Friday, 4 July 2008

5TB drives

I just read this on The Register. 5TB drives! Can you imagine it! The HDD manufacturers continue to push the envelope even further.

Now I have a concern about drives getting to this size and that's the ability to get data on/off the drive itself. With 73/146/300GB drives, the capacity to response time ratio is still within a tolerance that means adequate random access throughput can be achieved. But with larger drives the number of different concurrent accesses will increase and if response time doesn't decrease then very large HDDs will start to operate like sequential devices.

I think I need an illustration to make my point. Imagine a 73GB drive is receiving 200 random I/Os per second, each with an average 5ms response time. Scale the capacity up to a 5TB drive and that's about 69 times the capacity. The scaled up drive would have to cope with 13800 I/Os a second and provide an average response time of 0.07ms!

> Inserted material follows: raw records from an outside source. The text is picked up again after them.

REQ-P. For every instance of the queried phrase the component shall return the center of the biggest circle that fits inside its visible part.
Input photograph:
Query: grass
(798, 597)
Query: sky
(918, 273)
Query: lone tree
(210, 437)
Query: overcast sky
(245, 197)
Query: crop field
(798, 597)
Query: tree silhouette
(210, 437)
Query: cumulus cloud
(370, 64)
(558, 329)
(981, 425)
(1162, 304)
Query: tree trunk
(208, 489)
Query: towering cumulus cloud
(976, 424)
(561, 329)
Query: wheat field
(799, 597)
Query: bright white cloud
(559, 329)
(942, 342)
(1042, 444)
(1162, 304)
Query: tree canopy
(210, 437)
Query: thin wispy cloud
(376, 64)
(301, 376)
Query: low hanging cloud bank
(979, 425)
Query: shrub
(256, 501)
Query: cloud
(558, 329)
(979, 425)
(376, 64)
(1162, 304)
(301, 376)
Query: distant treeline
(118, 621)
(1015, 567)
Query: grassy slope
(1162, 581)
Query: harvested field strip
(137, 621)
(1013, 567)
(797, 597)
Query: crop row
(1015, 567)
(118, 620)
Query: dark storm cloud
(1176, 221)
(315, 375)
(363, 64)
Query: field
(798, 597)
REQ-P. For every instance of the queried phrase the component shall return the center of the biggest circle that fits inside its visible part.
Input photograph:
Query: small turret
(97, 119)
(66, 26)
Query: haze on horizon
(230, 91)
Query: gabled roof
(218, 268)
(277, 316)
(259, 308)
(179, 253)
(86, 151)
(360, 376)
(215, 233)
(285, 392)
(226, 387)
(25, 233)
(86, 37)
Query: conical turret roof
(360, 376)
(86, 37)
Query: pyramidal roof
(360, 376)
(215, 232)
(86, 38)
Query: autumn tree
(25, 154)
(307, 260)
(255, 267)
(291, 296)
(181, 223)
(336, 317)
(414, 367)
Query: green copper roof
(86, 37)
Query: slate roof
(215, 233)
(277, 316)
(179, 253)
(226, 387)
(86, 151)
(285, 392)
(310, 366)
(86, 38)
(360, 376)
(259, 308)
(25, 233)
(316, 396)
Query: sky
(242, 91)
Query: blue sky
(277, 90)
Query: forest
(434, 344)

Firstly, it is unlikely 5TB drives will be expected to perform like today's 73GB drives but it serves to illustrate that we can't expect to simply consolidate and shrink the number of drives installed into an array. We need something more.

I think we need a more innovative approach to the design of the drive interface. This may simply be shed loads of cache, to improve the overall average response time, or perhaps multiple virtual interfaces per drive or independently mobile read/write heads which don't need to read/write a cylinder at the same time. It could even be drives that dynamically reallocate their data to make read/write quicker (for example, put frequently read/write blocks in the same physical area of the drive).

Who knows what the solution is, but rest assured something needs to happen to make 5TB drives useful devices.

6 comments:

Alex said...

have you read this article ?

http://blogs.sun.com/ahl/entry/hybrid_storage_pools_in_cacm

It seems relevant to your performance concerns

Alex

BarryWhyte said...

Chris,

I agree completely. I've heard rumours of one vendor looking at putting 4 SAS ports on a single device... maybe multi-ported drives, separate 'segmented caches' within the drive and more parallelism will come. Infact it needs to if we are to maintain anything other than archive / backup data on such drives.

Chris M Evans said...

Alex, thanks for the link, it says similar things to my thinking - plus it gives me another RSS feed to add to my ever growing list!

Chris M Evans said...

Barry

I wonder if that means the HDD of 20 years time will look as different today as the Winchester drives used in the 50's and 60's?

Pete Steg said...

SSD is the solution. Disk is the new Tape, and Flash is the new Disk.

Give it some time, though. What we see on the market today from STEC and others is a good start, but the technology has a ways to go to complement performance drives in the mainstream.

Chris M Evans said...

Pete, So all the "secret sauce" that goes into DMX/USP type arrays could then be completely negated as a lot of effort is put into coping with the disadvantages of mechanical disks. However I don't think that disk is ready to usurp tape's portability and innate ability to exist without needing power. Interesting times...